65-Day Election Worksheet
§663(b) permits a trust to treat distributions made within 65 days after year-end as having been made in the prior year — shifting income from compressed trust brackets to beneficiary brackets. From Chapter 19 of the Trust Administration Guide.
Inputs (prior tax year)
Election analysis
Mechanics & checklist
- 1. Estimate prior-year DNI by mid-January from preliminary Form 1041 numbers
- 2. Compare to actual distributions made in prior calendar year
- 3. Compute undistributed DNI
- 4. Evaluate beneficiary brackets vs the trust's 37% (above ~$15,200) plus 3.8% NIIT
- 5. Determine distribution to make under 65-day rule (by March 5 of year+1)

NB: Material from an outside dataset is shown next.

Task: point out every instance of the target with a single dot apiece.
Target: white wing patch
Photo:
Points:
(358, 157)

- 6. Execute distribution (cash or in-kind, document date and amount)
- 7. Elect on Form 1041 Schedule B line 6 (election is irrevocable)

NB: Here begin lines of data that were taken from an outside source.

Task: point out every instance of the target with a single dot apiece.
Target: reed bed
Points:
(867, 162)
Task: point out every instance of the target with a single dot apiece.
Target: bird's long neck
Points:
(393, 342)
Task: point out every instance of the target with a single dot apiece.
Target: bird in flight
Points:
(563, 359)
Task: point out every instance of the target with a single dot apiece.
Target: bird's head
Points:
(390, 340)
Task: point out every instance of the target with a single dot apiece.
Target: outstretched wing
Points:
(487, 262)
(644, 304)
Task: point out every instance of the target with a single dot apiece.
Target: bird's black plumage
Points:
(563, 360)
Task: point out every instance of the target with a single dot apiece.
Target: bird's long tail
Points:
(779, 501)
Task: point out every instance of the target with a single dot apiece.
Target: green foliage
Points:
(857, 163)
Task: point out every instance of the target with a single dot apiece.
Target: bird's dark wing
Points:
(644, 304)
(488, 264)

- 8. Report on Schedule K-1 to each beneficiary (character preserved)
Why this matters
The trust's top federal bracket of 37% (plus 3.8% NIIT = 40.8%) begins at approximately $15,200 of taxable income for 2026. A single individual reaches the same 37% bracket at $626,000+. The trust-to-individual ratio is approximately 40:1.
The 65-day election is the trustee's mechanism to capture this differential after year-end. A $50,000 distribution to a 24%-bracket beneficiary instead of retention at the 40.8% trust rate saves $8,400 of federal tax — every year.